Pewnie nie będzie dla Was zaskoczeniem fakt, że uwielbiam kupować i testować kosmetyki. Podczas zakupów, produkty pielęgnacyjne i makijażowe cieszą mnie tak samo mocno, jak wybór nowej garderoby. To właśnie z miłości do kosmetyków i pielęgnacji powstał ten blog.
Na przestrzeni ostatnich lat wypróbowałam dużą ilość produktów, niektóre z nich okazały się nietrafionymi bublami, inne przyniosły oczekiwane efekty, a nieliczne polubiłam tak bardzo, że często do nich wracam.

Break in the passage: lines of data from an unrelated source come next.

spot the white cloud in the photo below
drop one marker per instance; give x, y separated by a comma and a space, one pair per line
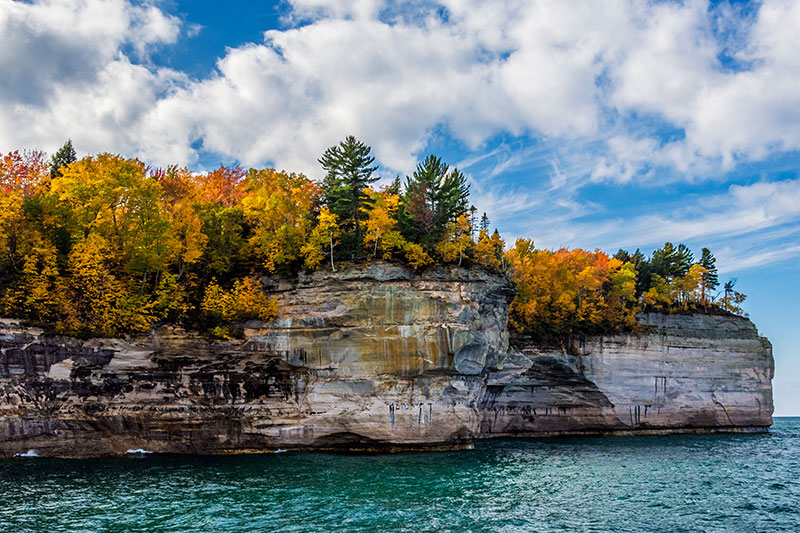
391, 73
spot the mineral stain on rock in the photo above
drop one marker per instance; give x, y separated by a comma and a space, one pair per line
375, 359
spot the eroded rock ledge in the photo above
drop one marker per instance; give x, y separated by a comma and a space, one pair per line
375, 358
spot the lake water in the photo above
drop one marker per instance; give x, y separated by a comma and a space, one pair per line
673, 483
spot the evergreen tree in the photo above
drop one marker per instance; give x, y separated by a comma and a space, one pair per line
349, 171
434, 196
484, 223
709, 262
671, 262
63, 157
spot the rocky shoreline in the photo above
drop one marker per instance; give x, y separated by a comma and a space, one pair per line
375, 358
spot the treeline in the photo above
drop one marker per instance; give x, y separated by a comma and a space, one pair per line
106, 245
568, 293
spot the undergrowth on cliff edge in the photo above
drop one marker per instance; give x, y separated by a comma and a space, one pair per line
106, 245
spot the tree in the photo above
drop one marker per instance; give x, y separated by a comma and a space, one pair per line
279, 206
349, 168
434, 196
381, 224
63, 157
325, 233
711, 277
457, 240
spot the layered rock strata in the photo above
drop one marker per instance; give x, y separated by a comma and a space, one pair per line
374, 358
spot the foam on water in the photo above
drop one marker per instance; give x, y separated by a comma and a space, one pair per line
742, 482
29, 453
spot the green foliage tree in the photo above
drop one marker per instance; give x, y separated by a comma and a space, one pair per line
63, 157
434, 197
709, 262
350, 169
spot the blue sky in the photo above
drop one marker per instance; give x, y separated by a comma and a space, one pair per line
593, 124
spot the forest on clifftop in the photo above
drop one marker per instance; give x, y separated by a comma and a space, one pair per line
108, 246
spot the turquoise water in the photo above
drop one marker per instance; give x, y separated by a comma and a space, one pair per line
674, 483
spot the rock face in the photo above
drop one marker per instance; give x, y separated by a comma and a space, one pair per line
374, 358
682, 373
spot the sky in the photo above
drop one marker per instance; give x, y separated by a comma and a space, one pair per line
606, 124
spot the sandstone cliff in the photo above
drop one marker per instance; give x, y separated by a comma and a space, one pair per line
374, 358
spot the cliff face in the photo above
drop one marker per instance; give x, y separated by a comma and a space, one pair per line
682, 373
373, 359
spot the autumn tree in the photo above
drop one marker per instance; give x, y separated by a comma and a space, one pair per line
457, 239
381, 228
434, 196
325, 234
710, 277
349, 171
280, 208
63, 157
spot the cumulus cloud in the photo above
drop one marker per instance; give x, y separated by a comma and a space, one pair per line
65, 72
595, 84
392, 73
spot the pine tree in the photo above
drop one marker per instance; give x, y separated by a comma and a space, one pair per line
63, 157
434, 196
709, 262
350, 169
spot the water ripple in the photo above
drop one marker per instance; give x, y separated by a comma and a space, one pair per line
675, 483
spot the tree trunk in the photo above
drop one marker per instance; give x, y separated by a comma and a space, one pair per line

Mieszkając w UK mam dostęp do wielu światowych kosmetycznych marek, jednak podczas moich pobytów w Polsce lubię zaglądać do tamtejszych drogeri, by zapoznać się z najnowszą kosmetyczną ofertą. Jednym z moich ulubionych sklepów jest Perfumeria Douglas, do której mam dość duży sentyment. Odkąd pamiętam zawsze interesowała mnie tematyka Beauty, a w szczególności pielęgnacja. Kiedy w moich rodzinnych Kielcach powstała pierwsza perfumeria Douglas, bywałam w niej dość często. Luksusowe kosmetyki, piękne wnętrza, a przede wszystkim miła i profesjonalna obsługa sprawiały, że lubiłam tam być. Był to dla mnie taki kosmetyczny raj, gdzie mogłam poznać i poczuć produkty światowych i często nie dostępnych (finansowo) dla studentki marek.
Podczas naszego ostatniego pobytu w Polsce, odwiedziłam perfumerię Douglas w szczecińskiej galerii handlowej Galaxy. Szeroka gama produktów, dużo ofert promocyjnych (przed zbliżającym się Dniem Matki) oraz bardzo przyjazne konsultantki sprawiły, że spędziłam tam dłuższy czas, zgłębiając wiedzę na temat nieznanych mi dotąd kosmetyków 🙂
Podczas wizyty w szczecińskim Douglasie kupiłam dwa z moich ulubionych kosmetyków do makijażu, rozświetlający puder Mary Lou Manizer marki The Balm oraz tusz do rzęs Artdeco All in One Panoramic. Polubiłam je tak bardzo, że ciężko jest mi wyobrazić sobie mój codzienny makijaż bez ich użycia. Tusz doskonale stylizuje rzęsy, a wielofunkcyjny puder sprawia, że moja twarz wygląda promiennie.
Macie swoje ulubione sklepy kosmetyczne? Gdzie najczęściej kupujecie kosmetyki?